In the same mold as those spaghetti westerns and classic martial arts films that highlighted the big screens in the 1970’s and 1980’s, Titan Comics take readers back to that raw emotion and fast action fans came to love with the first issue of “Samurai #1: The Isle with No Name” by Jean-François Di Giorgio and Frédéric Genêt.
After his victory over the powerful General Akuma in the battle to save Imperial Japan, our brave young Samurai Takeo goes off on a quest to find inner peace. Giving up on the comforts awarded victors, he hopes to find a missing brother, discover the secret surrounding his family history, and possibly solve the mystery behind his tattoo. Armed only with his exceptional fighting skills and a sword which cannot be re-sheathed until it draws blood, his new journey finds himself on the mysterious Isle with No Name.

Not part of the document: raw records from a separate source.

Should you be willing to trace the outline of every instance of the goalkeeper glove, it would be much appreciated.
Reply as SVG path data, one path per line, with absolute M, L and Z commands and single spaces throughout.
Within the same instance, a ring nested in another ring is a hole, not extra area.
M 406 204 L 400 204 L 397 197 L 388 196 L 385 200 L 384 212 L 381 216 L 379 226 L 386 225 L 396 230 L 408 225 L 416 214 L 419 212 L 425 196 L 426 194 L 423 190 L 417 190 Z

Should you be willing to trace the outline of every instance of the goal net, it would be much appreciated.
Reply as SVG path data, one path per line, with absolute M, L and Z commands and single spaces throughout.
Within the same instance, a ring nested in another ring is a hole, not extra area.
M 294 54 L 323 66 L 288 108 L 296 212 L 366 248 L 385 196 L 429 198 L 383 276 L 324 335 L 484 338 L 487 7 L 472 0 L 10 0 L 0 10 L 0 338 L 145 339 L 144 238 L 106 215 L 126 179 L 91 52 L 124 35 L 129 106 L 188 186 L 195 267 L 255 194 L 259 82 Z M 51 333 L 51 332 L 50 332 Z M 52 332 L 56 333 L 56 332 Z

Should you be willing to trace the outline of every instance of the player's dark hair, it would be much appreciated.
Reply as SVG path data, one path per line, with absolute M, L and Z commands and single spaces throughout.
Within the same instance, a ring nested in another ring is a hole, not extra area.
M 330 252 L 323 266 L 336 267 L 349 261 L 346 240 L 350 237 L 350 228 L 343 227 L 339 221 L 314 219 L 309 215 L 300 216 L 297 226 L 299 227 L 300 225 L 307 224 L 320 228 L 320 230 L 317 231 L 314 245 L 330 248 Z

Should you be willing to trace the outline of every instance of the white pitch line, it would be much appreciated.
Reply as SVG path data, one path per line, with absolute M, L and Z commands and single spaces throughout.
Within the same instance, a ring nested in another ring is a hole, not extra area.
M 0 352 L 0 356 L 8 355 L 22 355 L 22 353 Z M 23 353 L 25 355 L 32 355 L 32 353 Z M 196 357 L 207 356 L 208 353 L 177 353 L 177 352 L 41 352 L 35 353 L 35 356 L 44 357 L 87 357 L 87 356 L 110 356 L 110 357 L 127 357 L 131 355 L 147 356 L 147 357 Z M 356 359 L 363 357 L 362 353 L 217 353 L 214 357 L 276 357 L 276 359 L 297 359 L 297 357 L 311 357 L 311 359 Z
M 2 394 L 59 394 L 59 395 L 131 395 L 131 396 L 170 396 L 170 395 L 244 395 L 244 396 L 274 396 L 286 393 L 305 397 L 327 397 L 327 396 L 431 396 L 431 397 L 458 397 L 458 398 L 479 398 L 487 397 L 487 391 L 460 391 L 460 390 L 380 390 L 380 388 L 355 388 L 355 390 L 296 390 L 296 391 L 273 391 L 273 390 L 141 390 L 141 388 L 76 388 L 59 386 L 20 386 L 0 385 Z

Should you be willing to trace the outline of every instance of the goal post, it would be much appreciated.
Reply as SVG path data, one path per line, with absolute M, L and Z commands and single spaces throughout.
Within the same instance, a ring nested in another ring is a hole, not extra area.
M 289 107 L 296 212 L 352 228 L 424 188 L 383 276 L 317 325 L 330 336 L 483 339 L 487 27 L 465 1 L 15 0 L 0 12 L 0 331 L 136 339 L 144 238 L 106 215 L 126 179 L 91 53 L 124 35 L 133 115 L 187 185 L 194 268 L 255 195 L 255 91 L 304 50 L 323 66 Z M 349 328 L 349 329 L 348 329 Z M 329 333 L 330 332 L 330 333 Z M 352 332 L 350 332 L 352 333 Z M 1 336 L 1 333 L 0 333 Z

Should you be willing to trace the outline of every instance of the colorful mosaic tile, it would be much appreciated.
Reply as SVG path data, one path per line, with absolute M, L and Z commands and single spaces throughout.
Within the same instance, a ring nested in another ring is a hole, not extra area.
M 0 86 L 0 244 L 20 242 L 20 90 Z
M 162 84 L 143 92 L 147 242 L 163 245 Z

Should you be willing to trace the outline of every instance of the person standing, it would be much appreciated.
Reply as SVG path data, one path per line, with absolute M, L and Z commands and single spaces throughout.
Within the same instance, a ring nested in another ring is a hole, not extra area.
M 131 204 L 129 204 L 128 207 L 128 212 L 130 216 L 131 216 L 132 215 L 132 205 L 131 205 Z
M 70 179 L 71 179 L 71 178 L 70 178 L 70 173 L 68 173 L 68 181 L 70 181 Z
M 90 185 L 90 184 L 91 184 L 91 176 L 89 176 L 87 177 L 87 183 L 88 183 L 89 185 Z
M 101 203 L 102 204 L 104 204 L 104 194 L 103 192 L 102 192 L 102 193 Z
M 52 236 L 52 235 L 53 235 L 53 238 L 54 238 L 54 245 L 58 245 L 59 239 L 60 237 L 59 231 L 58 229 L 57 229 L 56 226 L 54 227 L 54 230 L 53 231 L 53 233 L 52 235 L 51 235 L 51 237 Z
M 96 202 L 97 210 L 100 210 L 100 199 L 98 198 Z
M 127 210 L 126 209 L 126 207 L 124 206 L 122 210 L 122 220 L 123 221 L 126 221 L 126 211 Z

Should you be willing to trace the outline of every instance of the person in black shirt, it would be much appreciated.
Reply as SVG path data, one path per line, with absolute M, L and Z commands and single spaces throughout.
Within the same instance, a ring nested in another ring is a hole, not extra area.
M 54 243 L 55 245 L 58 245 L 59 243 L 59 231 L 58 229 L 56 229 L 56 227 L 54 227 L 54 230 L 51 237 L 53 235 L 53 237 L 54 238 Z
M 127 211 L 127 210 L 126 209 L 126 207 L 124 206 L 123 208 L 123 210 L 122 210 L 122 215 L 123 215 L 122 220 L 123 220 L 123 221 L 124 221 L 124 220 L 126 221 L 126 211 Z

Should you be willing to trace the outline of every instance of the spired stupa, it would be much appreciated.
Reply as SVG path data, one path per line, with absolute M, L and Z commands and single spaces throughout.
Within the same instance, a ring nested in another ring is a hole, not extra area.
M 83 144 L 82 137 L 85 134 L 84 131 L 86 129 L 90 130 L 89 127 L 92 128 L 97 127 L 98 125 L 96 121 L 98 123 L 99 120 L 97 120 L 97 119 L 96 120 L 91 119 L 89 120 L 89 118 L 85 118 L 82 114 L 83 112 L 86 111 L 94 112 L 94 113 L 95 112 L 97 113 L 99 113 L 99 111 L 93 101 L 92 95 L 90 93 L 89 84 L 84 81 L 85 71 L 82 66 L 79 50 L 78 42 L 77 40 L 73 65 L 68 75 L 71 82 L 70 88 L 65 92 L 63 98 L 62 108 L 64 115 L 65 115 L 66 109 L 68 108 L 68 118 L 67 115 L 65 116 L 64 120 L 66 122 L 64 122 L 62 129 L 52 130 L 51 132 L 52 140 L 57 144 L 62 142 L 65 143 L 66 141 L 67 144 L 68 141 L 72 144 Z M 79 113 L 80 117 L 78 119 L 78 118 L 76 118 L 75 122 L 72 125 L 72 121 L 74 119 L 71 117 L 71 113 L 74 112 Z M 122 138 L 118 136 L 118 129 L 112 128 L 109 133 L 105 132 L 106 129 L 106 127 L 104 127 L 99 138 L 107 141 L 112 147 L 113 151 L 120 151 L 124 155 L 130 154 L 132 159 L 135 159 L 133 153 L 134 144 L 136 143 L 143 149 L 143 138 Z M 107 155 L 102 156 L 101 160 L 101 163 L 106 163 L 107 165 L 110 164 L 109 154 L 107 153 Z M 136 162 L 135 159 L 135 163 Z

The island’s unique name has a symbolic role in the overall theme of this first issue and should be a draw for fans of Japanese theater. “Noh” is a derived from the Japanese word for “skill” or “talent” and it is the name of the theatrical art of storytelling in traditional Japan. When Takeo arrives on the island, we learn that a horrible ritual is looming with the fate of the local people resting in our Samurai’s skills a tournament to the death against the great Shobei.
The name “No” is also reflective of the old spaghetti westerns starring Clint Eastwood as the man with “no” name. Just like Eastwood’s character, we find Takeo quickly establishing himself as the savior to a town of fearful residents with little or no hope against an evil daunting force. Always on the side of good, our hero cannot proceed with his hidden agenda without giving a hand to those in need.
The artwork of this first issue of Samurai is stunning. The colors depict the bright vividness familiar to Japanese cultures and the action is captured masterfully. The visual motion of the action and the crisp detail of the harsh violence helps bring each pane to life. If this type of imagery continues in the other issues that follow, this series is already a collector’s dream.
“Samurai #1: The Isle with No Name” swept into town earlier this month like a warrior looking for trouble, and what it found was a comic shelf full of material fandom loves.